Terlebih dahulu aku memutus kontak mata dengannya. Kami terdiam sejenak. Aku mendengar gesekan sendok pada nampan. Ujung mataku memperhatikannya sekilas. Dia kembali memasukan bola-bola mie miliknya ke dalam mulutnya. Aku senang ia makan kembali dan berharap ia menghabiskan makanannya itu.

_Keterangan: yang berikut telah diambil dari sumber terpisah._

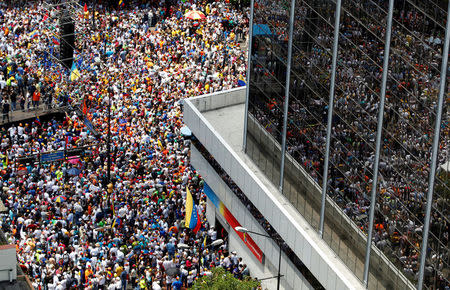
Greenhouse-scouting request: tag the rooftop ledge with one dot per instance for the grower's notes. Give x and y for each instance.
(217, 120)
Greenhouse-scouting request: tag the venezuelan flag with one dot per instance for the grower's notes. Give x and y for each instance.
(241, 81)
(74, 73)
(55, 40)
(192, 216)
(34, 33)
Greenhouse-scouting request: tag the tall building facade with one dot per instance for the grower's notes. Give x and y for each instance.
(308, 88)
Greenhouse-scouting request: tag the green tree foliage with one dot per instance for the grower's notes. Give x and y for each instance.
(223, 280)
(240, 3)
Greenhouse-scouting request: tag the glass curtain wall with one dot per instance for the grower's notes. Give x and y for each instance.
(411, 97)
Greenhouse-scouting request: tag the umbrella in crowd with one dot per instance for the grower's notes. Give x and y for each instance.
(60, 198)
(195, 15)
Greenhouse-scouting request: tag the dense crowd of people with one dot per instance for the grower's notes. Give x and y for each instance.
(75, 226)
(412, 88)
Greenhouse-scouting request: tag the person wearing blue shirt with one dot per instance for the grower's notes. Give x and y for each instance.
(176, 285)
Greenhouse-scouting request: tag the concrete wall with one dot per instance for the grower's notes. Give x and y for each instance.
(292, 279)
(300, 187)
(8, 262)
(295, 231)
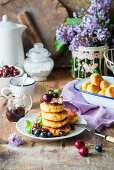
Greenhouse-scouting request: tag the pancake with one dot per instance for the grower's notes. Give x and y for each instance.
(93, 88)
(56, 116)
(72, 116)
(95, 79)
(55, 131)
(54, 124)
(110, 92)
(104, 85)
(51, 107)
(84, 86)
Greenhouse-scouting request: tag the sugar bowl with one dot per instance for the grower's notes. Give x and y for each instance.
(38, 63)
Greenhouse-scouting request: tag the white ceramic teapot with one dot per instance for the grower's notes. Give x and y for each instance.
(11, 47)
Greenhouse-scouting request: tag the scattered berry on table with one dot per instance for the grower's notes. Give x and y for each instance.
(37, 132)
(47, 97)
(34, 129)
(55, 95)
(62, 133)
(79, 144)
(83, 151)
(45, 130)
(50, 91)
(49, 134)
(37, 125)
(98, 148)
(43, 134)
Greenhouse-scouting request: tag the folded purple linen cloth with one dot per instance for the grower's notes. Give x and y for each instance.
(96, 116)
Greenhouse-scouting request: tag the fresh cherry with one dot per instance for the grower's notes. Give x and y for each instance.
(55, 95)
(98, 148)
(47, 97)
(12, 68)
(45, 130)
(15, 73)
(34, 129)
(1, 72)
(37, 125)
(79, 144)
(62, 133)
(50, 91)
(4, 75)
(41, 100)
(83, 151)
(5, 66)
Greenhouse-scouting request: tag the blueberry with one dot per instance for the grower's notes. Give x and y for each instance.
(98, 148)
(55, 95)
(37, 132)
(49, 134)
(43, 134)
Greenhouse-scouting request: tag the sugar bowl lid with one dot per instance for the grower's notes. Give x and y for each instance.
(6, 24)
(38, 52)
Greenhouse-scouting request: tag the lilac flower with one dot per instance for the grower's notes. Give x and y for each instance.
(91, 31)
(14, 140)
(74, 15)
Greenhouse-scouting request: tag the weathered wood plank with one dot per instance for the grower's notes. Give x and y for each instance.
(42, 155)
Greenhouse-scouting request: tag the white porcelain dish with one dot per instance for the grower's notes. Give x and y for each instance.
(21, 124)
(6, 81)
(96, 99)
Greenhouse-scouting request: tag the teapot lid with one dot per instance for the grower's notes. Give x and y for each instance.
(5, 23)
(38, 52)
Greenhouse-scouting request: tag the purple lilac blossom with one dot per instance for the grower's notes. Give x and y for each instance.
(92, 30)
(14, 140)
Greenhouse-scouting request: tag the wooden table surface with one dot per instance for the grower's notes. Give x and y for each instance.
(57, 155)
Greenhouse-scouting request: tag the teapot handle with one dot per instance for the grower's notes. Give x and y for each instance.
(29, 107)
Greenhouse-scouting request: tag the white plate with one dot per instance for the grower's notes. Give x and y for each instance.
(21, 124)
(96, 99)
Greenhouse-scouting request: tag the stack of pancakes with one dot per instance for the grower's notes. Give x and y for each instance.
(54, 118)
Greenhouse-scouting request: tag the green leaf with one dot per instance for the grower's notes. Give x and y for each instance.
(28, 123)
(72, 21)
(57, 90)
(28, 130)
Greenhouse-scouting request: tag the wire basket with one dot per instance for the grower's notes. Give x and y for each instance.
(109, 59)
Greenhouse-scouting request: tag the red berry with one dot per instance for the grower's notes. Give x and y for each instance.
(45, 130)
(1, 72)
(79, 144)
(37, 125)
(62, 133)
(5, 66)
(4, 75)
(83, 151)
(41, 100)
(15, 73)
(50, 91)
(34, 129)
(15, 70)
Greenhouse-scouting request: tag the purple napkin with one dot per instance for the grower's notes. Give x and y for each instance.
(96, 116)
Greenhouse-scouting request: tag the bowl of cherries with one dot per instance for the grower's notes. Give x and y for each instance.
(7, 72)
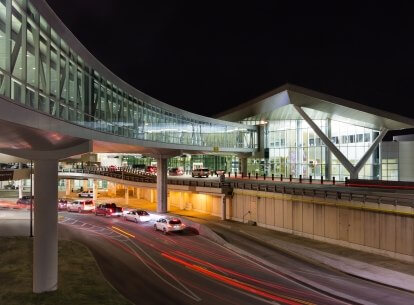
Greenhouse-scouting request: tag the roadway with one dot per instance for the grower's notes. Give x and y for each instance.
(150, 268)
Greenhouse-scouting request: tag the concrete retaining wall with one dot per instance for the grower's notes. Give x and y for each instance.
(377, 228)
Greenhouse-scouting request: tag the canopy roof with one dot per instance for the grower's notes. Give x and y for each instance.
(277, 105)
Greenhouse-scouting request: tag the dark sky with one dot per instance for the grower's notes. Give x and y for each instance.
(207, 56)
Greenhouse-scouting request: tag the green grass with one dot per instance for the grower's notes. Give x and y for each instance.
(80, 280)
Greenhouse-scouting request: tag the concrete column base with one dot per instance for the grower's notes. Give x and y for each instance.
(45, 245)
(162, 185)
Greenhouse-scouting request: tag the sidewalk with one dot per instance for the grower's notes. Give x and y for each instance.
(376, 268)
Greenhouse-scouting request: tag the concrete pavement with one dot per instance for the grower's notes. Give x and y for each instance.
(376, 268)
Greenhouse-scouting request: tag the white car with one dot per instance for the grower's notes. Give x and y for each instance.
(137, 215)
(169, 224)
(80, 206)
(200, 172)
(86, 194)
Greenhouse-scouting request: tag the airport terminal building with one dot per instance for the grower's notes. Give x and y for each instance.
(303, 132)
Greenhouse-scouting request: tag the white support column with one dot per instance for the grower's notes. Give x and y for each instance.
(223, 207)
(95, 190)
(243, 165)
(85, 185)
(33, 184)
(20, 184)
(67, 186)
(126, 195)
(368, 153)
(182, 202)
(45, 245)
(338, 154)
(161, 185)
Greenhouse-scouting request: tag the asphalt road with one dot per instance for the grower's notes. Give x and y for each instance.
(151, 268)
(325, 278)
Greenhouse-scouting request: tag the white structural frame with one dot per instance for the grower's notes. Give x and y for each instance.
(352, 169)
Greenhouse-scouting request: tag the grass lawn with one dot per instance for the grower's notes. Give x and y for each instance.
(80, 280)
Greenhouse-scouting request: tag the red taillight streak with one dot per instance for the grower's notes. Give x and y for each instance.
(242, 275)
(381, 186)
(230, 281)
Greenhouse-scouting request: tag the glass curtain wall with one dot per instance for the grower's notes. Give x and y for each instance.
(294, 149)
(40, 70)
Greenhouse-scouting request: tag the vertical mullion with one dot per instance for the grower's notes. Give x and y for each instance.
(36, 43)
(24, 51)
(58, 72)
(48, 68)
(7, 81)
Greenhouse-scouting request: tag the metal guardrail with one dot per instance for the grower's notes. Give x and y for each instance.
(135, 175)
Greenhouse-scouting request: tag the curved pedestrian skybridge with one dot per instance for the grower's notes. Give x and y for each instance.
(44, 67)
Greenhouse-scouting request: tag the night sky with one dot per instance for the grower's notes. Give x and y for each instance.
(207, 56)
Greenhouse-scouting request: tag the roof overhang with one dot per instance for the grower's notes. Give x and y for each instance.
(277, 105)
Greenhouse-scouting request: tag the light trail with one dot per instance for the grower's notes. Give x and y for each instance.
(234, 283)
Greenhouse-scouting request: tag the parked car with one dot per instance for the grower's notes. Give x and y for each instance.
(220, 172)
(169, 224)
(25, 200)
(86, 194)
(139, 166)
(175, 171)
(200, 172)
(137, 215)
(62, 204)
(108, 209)
(11, 187)
(112, 168)
(151, 169)
(80, 206)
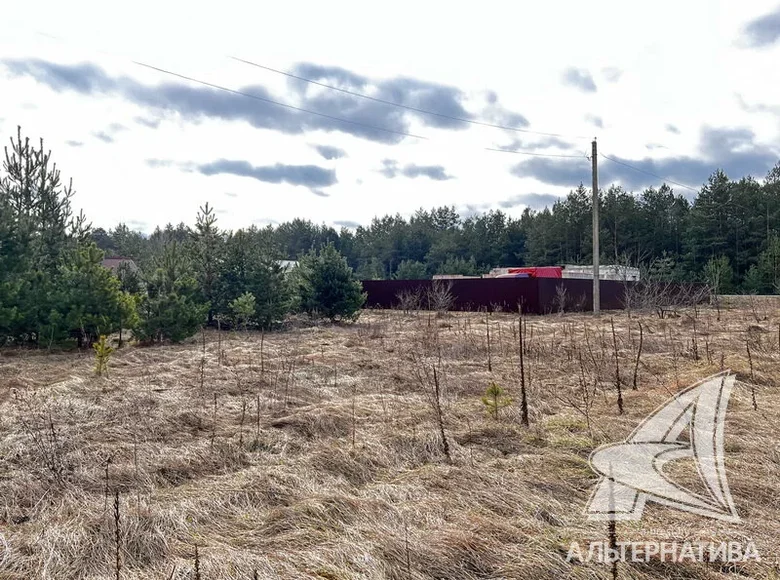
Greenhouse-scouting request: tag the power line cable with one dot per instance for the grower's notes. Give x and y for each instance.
(647, 172)
(401, 105)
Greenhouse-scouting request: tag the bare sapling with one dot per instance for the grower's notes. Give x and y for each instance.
(354, 417)
(440, 416)
(487, 329)
(638, 356)
(495, 399)
(117, 535)
(241, 426)
(214, 421)
(752, 375)
(617, 368)
(523, 393)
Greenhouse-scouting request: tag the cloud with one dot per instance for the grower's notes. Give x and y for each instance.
(733, 150)
(107, 136)
(103, 136)
(195, 102)
(763, 31)
(83, 78)
(307, 175)
(158, 163)
(757, 107)
(498, 115)
(151, 123)
(595, 120)
(346, 224)
(579, 78)
(473, 209)
(443, 99)
(329, 152)
(612, 73)
(539, 143)
(532, 200)
(391, 169)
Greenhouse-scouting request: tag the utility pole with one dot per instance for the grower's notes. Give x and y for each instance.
(596, 287)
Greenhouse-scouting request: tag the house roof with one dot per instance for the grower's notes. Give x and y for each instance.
(113, 263)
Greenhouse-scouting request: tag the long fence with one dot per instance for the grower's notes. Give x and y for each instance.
(533, 295)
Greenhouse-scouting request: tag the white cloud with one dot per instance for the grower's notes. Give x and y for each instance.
(679, 66)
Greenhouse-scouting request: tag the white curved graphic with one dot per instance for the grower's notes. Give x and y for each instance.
(633, 472)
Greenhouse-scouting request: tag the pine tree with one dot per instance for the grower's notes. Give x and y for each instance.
(327, 286)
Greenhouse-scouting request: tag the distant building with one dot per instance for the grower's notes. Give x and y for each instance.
(114, 262)
(287, 265)
(610, 272)
(572, 271)
(452, 277)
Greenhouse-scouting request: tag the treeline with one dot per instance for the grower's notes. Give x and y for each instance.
(54, 287)
(731, 226)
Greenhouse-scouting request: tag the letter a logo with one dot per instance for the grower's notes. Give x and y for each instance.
(633, 472)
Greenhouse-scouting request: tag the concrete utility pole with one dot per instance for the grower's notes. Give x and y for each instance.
(596, 287)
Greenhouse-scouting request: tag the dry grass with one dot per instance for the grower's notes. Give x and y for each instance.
(258, 468)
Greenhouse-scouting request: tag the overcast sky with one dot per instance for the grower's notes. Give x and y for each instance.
(674, 88)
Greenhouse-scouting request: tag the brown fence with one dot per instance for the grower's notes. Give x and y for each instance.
(536, 295)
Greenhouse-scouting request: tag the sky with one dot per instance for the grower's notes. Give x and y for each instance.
(672, 89)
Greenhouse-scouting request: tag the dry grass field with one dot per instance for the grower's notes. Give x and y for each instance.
(317, 451)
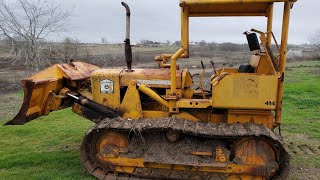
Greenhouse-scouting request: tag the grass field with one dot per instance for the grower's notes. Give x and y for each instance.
(48, 148)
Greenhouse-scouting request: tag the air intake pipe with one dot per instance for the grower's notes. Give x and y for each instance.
(127, 46)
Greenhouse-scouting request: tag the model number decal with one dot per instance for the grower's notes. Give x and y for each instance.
(270, 103)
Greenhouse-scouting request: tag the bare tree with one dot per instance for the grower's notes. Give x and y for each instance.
(27, 23)
(315, 39)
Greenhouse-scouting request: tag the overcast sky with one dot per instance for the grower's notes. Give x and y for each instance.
(159, 20)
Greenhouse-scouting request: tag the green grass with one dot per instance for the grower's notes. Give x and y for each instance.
(48, 148)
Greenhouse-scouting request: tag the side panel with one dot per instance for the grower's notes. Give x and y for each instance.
(246, 91)
(105, 87)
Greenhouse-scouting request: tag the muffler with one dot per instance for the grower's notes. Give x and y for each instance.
(127, 45)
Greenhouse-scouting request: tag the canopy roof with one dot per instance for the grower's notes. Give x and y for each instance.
(198, 8)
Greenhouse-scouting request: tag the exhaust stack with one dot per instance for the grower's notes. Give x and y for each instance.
(127, 46)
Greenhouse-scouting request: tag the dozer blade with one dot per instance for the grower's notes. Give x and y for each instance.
(41, 91)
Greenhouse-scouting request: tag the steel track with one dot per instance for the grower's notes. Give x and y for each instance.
(203, 129)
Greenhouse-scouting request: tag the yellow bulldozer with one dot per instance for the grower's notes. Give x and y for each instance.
(152, 123)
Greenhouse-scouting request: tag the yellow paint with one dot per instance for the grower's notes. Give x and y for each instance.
(194, 103)
(131, 104)
(245, 91)
(111, 100)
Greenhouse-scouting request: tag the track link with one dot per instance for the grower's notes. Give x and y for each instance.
(202, 129)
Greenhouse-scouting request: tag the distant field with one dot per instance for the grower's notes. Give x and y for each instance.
(48, 148)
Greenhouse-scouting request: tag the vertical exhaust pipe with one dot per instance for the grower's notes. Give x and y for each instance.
(127, 46)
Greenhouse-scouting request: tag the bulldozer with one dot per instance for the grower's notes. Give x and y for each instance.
(153, 123)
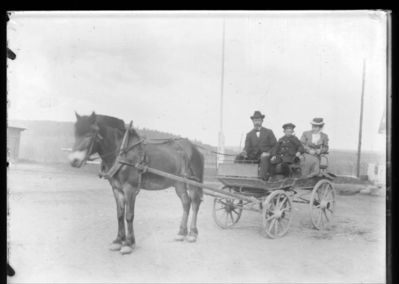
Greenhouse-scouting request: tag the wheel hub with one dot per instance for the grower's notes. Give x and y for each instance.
(324, 204)
(278, 214)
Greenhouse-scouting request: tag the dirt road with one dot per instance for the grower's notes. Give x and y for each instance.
(62, 220)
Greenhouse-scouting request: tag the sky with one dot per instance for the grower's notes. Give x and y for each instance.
(163, 71)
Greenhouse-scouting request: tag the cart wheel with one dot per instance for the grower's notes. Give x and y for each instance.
(277, 214)
(225, 211)
(322, 204)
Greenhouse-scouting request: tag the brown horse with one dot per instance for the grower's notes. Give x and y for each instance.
(105, 135)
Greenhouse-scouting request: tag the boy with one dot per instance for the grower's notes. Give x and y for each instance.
(287, 151)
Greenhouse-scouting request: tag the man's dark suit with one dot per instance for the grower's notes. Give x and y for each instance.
(255, 146)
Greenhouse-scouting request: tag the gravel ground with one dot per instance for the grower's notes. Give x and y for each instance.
(61, 221)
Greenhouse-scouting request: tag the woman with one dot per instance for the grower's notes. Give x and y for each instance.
(315, 143)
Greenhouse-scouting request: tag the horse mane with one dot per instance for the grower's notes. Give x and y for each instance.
(113, 122)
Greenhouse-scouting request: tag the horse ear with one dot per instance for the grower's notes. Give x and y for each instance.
(92, 117)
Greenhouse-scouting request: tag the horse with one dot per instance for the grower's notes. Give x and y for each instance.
(105, 135)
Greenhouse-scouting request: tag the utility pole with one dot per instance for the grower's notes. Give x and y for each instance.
(359, 147)
(220, 158)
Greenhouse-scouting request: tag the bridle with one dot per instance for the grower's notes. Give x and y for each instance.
(94, 137)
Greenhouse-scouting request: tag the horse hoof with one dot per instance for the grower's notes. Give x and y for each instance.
(115, 246)
(191, 239)
(126, 250)
(180, 238)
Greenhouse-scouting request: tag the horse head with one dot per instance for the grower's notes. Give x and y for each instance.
(86, 136)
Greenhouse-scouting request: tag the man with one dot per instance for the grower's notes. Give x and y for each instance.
(258, 143)
(287, 151)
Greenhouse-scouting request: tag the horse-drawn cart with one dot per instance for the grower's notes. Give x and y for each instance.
(243, 190)
(273, 199)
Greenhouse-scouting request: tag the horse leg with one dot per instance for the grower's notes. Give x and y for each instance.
(120, 211)
(195, 194)
(130, 196)
(185, 200)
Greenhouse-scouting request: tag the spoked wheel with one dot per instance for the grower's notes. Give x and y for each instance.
(225, 211)
(277, 214)
(322, 204)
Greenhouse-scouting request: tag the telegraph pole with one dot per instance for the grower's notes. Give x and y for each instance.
(359, 146)
(220, 158)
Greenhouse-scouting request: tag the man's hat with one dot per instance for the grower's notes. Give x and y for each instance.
(289, 125)
(318, 121)
(257, 114)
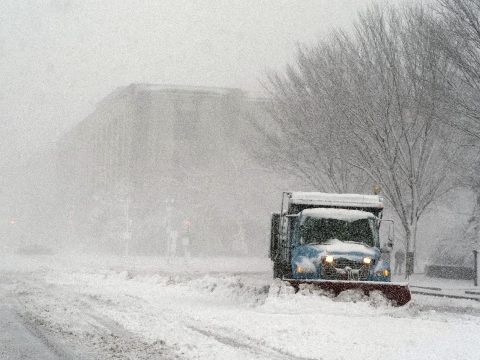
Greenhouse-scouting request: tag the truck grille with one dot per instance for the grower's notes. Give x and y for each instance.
(336, 272)
(342, 263)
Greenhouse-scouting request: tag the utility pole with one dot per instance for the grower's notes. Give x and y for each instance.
(127, 235)
(475, 267)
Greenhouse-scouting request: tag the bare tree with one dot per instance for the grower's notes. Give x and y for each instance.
(459, 21)
(368, 107)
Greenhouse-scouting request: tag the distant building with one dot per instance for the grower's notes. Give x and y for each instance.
(151, 157)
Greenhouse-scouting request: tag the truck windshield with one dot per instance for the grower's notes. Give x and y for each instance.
(318, 231)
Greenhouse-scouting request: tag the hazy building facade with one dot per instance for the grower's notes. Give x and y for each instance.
(154, 159)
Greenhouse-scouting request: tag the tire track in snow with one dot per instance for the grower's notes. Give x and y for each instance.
(249, 344)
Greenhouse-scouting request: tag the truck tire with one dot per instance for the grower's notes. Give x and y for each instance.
(281, 271)
(277, 270)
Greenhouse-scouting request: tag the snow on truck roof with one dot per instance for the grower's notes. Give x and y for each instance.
(337, 214)
(328, 199)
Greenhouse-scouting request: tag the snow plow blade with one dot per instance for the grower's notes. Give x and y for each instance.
(397, 292)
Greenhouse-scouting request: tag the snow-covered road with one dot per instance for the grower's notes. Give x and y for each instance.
(223, 308)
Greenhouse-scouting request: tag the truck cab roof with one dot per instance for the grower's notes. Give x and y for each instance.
(358, 201)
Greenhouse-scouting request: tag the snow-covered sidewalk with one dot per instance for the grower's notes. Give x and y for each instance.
(228, 308)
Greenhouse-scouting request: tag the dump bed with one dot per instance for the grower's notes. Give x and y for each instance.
(295, 202)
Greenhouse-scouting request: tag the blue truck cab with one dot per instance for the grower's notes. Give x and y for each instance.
(329, 237)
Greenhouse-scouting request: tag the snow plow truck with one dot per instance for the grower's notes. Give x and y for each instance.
(333, 241)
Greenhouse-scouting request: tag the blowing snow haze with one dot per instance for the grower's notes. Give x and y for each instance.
(59, 60)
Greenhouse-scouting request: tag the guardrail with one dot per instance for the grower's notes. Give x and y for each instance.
(432, 291)
(450, 272)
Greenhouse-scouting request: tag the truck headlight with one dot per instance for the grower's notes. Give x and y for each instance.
(383, 272)
(329, 259)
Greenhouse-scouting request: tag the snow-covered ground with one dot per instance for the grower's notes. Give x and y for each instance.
(222, 308)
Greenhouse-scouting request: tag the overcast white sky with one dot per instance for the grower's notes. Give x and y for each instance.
(59, 57)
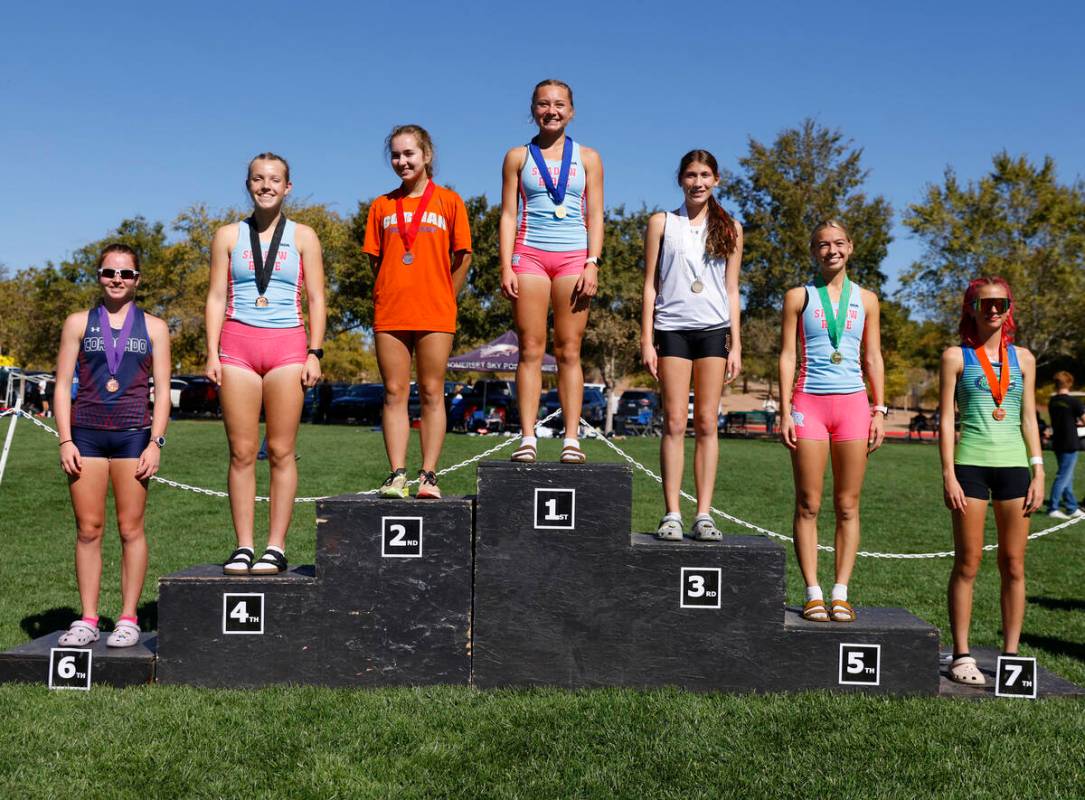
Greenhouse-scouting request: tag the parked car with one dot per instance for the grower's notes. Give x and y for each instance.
(361, 403)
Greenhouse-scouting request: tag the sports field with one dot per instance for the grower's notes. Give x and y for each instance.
(459, 743)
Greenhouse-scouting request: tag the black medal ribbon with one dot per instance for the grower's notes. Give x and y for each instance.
(265, 267)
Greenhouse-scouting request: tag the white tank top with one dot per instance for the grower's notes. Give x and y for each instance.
(683, 261)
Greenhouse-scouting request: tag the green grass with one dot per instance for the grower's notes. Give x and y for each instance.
(171, 741)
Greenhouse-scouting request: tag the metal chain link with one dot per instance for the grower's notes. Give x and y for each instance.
(594, 433)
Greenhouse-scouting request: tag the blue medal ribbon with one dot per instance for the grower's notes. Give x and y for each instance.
(557, 192)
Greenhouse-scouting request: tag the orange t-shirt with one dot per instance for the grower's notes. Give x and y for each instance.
(417, 296)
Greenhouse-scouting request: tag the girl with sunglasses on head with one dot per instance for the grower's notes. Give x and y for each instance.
(551, 237)
(258, 352)
(826, 409)
(993, 383)
(110, 436)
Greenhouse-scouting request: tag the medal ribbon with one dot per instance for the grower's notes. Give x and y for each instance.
(409, 235)
(265, 266)
(557, 192)
(115, 347)
(834, 321)
(1000, 384)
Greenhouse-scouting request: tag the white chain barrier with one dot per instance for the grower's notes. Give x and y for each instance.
(594, 433)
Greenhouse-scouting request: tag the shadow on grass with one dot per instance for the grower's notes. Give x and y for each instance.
(1058, 604)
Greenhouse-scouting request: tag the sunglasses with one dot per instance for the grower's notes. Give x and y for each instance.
(110, 274)
(999, 305)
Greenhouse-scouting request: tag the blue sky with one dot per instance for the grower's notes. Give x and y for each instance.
(112, 110)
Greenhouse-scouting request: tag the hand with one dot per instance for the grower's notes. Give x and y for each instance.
(214, 369)
(650, 358)
(788, 433)
(877, 433)
(310, 373)
(734, 366)
(148, 462)
(953, 495)
(71, 460)
(588, 283)
(510, 284)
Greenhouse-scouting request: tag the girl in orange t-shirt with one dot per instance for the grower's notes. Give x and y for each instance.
(419, 241)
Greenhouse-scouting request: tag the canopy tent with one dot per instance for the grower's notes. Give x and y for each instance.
(501, 355)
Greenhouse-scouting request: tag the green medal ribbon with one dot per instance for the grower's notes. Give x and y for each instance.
(834, 321)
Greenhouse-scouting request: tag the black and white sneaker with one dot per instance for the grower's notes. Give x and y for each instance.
(239, 561)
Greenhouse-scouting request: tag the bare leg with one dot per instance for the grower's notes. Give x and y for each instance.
(707, 389)
(241, 398)
(393, 357)
(570, 319)
(968, 553)
(849, 469)
(130, 497)
(282, 411)
(807, 465)
(88, 502)
(674, 380)
(431, 358)
(1012, 538)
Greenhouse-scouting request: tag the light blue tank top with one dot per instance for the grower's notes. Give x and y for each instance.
(283, 291)
(817, 373)
(538, 227)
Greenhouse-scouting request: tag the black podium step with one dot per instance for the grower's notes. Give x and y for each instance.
(110, 665)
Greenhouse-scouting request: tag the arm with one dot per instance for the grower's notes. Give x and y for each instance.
(308, 249)
(953, 364)
(71, 333)
(873, 367)
(1030, 430)
(594, 187)
(731, 278)
(215, 309)
(653, 242)
(789, 332)
(507, 227)
(160, 367)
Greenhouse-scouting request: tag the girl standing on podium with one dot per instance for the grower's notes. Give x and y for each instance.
(690, 329)
(109, 434)
(551, 237)
(418, 238)
(993, 383)
(260, 355)
(826, 409)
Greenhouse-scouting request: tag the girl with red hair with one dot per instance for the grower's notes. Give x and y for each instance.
(993, 384)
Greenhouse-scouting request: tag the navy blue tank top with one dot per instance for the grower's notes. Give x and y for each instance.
(128, 407)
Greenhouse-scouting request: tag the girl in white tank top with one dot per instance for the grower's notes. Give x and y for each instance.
(692, 257)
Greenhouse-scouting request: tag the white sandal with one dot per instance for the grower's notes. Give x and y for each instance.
(125, 634)
(964, 671)
(79, 634)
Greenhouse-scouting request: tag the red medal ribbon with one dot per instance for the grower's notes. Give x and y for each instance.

Aku menghela napas sejenak dengan tatapan tertuju pada telaga di hadapanku. Langit perlahan berubah warna dengan dipenuhi warna jingga di hamparan atas sana. Sore menyapa dan sebentar lagi malam akan ikut menyapa.

"Kita berempat jadi 'kan milih sekolah yang sama dengan jurusan yang sama pula?" tanyaku seraya menatapnya yang kebetulan menatapku saat dia hendak menyendokan bola-bola mie lagi.

"Mungkin," jawabnya lalu melahap makanannya dan mengalihkan tatapan dariku sejenak.

Alisku berkerut, aku pun bertanya, "Kenapa? Lo ...." Seketika bibirku kembali tertutup, tak sanggup melanjutkan ucapanku.

Dia menatapku kembali dengan sendok berada di genggaman tangan kanannya. "Segala kemungkinan bisa terjadi, La." Lalu ia meletakan sendoknya dan beralih meraih gelas es buahnya untuk ia minum.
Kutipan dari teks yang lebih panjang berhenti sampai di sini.